To find the probability that the mean age is between 98 and 100 months, we subtract the probability associated with the lower z-score from the probability associated with the higher z-score:
P(0.8 < z < 1.6) = P(z < 1.6) - P(z < 0.8)
P(0.8 < z < 1.6) = 0.9452 - 0.7881
P(0.8 < z < 1.6) = 0.1571
Therefore, the probability that the mean age of a random sample of 36 vehicles is between 98 and 100 months is approximately 0.1571.
To find the probability that the mean of the age of the 36 randomly selected vehicles is between 98 and 100 months, we can use the Central Limit Theorem.
The Central Limit Theorem states that for a large enough sample size, the distribution of the sample mean will be approximately normal, regardless of the shape of the population distribution.
In this case, the sample size is large (36) and the standard deviation of the population (σ) is known (15). We can calculate the standard deviation of the sampling distribution, also known as the standard error (SE), using the formula:
SE = σ / √n
where σ is the population standard deviation and n is the sample size.
So, in this case, SE = 15 / √36 = 15 / 6 = 2.5
Now, we can convert the given range (98 to 100 months) into z-scores using the formula:
z = (x - μ) / SE
where x represents the value in the range, μ represents the population mean (96 months in this case), and SE represents the standard error.

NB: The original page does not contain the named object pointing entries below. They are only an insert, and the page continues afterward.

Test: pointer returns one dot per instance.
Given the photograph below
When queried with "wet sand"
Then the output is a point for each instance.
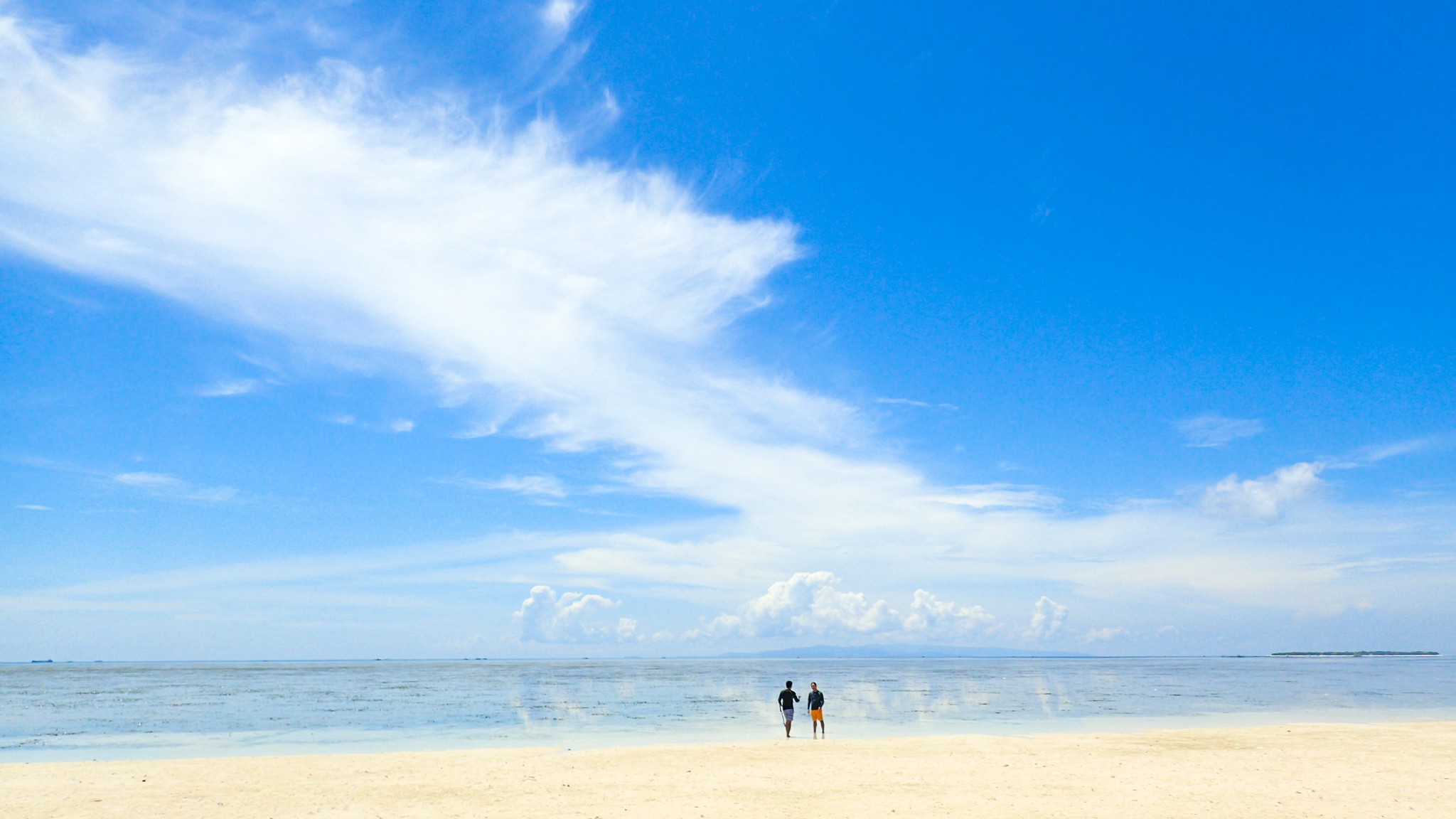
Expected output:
(1360, 771)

For the lower limit (98 months):
z(lower) = (98 - 96) / 2.5 = 0.8
For the upper limit (100 months):
z(upper) = (100 - 96) / 2.5 = 1.6
Now, we need to find the probability that the z-score falls between 0.8 and 1.6. We can use a standard normal distribution table or a statistical software to find this probability.
Using a standard normal distribution table, the probability of the z-score falling between 0.8 and 1.6 is approximately 0.2061.
Therefore, the probability that the mean of the age of the 36 randomly selected vehicles is between 98 and 100 months is approximately 0.2061.